The fast food industry is driving though changes including a shakedown in franchising deals.
The fast food industry is driving though changes including a shakedown in franchising deals.
More outlets are up for grabs with publicly-listed Restaurant Brands detailing plans to pull back from its Pizza Hut franchise.
It
is starting with 10 stores being sold to independent franchisees and
more will follow but Restaurant Brands insists there are no plans to
cut away from the pizza chain completely.
McDonald's - which is
the biggest chain and 80 per cent owned by franchisees - is still
pushing ahead with plans to expand in the recession.
McDonald's has 143 New Zealand restaurants and plans for an extra 30 franchised stores.
Meanwhile,
the Tasman Pacific Foods chain is understood to be facing a deadline
while negotiating to sell its Burger King master franchise and 42
outlets.
More than one party is believed to have taken due diligence on Tasman Pacific Foods.

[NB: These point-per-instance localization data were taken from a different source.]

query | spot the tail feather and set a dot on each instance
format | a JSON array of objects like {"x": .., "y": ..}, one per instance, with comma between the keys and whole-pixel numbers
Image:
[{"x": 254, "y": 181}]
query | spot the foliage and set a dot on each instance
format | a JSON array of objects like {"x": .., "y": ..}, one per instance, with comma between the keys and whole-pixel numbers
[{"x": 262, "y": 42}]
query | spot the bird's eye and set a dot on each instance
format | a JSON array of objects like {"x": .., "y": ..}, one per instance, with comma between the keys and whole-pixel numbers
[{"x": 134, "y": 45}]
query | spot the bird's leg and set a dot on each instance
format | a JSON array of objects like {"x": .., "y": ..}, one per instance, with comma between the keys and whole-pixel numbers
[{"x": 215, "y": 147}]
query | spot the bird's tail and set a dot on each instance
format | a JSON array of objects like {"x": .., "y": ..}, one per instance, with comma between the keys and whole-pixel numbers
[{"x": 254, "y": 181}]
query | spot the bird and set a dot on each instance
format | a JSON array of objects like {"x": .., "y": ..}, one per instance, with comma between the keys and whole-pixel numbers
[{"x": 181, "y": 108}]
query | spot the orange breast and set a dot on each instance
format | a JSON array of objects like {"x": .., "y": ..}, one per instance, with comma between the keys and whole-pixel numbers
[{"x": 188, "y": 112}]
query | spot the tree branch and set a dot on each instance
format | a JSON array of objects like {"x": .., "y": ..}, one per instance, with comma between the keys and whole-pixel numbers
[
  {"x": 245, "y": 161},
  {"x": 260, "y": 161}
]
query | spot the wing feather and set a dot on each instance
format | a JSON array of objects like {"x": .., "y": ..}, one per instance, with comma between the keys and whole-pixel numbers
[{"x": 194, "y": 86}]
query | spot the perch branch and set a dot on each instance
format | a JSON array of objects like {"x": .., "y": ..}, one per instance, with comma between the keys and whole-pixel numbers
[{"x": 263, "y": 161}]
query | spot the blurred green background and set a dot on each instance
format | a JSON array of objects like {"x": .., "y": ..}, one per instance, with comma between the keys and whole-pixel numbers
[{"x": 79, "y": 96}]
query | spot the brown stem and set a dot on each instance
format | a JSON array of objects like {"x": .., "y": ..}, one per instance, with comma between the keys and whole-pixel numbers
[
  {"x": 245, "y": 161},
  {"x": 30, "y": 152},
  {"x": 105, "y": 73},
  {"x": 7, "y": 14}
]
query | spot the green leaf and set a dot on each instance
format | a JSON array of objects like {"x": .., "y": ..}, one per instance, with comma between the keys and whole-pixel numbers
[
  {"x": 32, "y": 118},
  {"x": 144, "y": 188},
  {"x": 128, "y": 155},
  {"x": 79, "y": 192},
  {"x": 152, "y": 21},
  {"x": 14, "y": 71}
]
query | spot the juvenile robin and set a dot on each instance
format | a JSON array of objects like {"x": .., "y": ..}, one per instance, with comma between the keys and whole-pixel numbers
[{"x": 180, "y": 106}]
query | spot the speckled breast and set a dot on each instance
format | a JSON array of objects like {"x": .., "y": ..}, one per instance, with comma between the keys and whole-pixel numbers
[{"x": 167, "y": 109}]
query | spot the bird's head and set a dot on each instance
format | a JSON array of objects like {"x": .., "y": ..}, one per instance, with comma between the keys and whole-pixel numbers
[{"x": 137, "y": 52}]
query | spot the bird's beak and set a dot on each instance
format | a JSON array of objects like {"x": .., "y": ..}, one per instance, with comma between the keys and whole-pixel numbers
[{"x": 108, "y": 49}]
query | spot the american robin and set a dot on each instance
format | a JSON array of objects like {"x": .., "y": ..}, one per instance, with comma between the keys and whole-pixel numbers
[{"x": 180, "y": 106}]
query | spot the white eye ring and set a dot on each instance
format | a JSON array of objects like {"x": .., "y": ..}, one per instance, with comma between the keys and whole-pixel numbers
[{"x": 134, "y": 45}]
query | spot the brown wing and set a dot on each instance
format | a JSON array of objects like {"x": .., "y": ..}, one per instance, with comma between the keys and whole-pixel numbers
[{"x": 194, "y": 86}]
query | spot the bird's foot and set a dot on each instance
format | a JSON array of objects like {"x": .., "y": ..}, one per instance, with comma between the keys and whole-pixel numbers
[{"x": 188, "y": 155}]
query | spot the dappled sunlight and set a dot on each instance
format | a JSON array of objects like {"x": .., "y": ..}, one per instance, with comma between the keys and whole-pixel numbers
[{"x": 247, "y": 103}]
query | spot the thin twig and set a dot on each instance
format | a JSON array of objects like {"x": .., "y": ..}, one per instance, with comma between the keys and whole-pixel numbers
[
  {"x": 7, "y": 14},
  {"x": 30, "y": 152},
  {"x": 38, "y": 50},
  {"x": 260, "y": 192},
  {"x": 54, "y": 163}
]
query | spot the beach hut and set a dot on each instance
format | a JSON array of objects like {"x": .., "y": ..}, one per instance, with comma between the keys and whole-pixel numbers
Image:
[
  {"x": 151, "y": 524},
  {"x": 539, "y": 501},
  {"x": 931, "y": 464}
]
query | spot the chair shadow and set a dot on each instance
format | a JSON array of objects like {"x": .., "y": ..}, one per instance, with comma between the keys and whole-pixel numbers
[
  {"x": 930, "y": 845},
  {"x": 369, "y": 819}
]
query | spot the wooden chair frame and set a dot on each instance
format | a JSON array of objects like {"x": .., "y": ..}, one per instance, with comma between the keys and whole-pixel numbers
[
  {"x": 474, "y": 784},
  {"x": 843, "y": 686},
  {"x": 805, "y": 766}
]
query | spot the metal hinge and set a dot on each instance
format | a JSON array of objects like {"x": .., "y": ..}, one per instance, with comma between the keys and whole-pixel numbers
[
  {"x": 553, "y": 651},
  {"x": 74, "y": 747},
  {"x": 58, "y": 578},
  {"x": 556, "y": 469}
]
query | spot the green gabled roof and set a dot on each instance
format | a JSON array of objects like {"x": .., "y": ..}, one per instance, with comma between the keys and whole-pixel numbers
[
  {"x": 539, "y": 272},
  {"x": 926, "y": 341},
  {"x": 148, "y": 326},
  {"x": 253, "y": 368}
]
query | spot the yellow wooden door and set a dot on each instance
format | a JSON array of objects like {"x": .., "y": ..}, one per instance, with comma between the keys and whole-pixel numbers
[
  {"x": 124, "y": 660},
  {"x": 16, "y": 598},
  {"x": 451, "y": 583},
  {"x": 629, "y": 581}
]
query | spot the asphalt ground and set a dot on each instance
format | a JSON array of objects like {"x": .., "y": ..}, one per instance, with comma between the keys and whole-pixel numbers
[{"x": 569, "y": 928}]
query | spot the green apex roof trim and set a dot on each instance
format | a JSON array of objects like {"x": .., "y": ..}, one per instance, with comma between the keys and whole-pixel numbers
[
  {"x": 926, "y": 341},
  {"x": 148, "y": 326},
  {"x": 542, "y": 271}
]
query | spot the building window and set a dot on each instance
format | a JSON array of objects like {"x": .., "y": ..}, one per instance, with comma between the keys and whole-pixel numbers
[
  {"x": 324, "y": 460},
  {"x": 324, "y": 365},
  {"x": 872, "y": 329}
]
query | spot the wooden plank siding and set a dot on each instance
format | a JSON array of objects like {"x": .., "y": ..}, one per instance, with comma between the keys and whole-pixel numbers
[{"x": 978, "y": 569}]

Last month TPF sold Hell Pizza back to its original owners after just 20 months.
It
is is understood that the most advanced interest in Burger King - from
the movie chain Reading Cinemas - is close to a deadline that would
close the deal.
But the
master franchising business model underlining Burger King appears to
have some basic similarities with the master franchise arrangements
Restaurant Brands had with Pizza Hut, and more successfully with KFC.
Restaurant Brands - which also owns Starbucks Coffee - yesterday laid out its plans to cut away a piece of Pizza Hut.
The
company, whose profits have been undermined by its troubled pizza
operation, signed a deal for an initial 10-year period, with a further
10-year right of renewal.
It entails a progressive sell-down of stores to individual owner operators.
Some
stores were better suited to hands-on owner management and it was
envisaged that up to 10 of the 92 stores could be sold to independent
franchisees in the first year, said chief executive Russel Creedy.
The
company would definitely not be dropping out of Pizza Hut altogether.
Asked about buyers, Creedy said planning was not complete but several
had already approached Restaurant Brands, and the stores sold would
likely be in geographically isolated positions.
Interested
buyers were mostly NZ-based, but also included fast food operators from
Australia, including parties who owned Pizza Hut franchises there or
worked with other fast food chains.
Creedy said that as part of
the re-alignment of the business, Restaurant Brands would work more
closely with Yum Australia, leveraging marketing resources and
advertising materials for the Pizza Hut brand.
Creedy said
there had been no change to the existing arrangements with Yum under
which eight dine-in restaurants were to be progressively closed by 2010.
McDonald's
New Zealand managing director Mark Hawthorne said the fast food market
was marked by the permanent inclusion of low cost products.
He said that McDonald's performance was similar to what it enjoyed before the recession.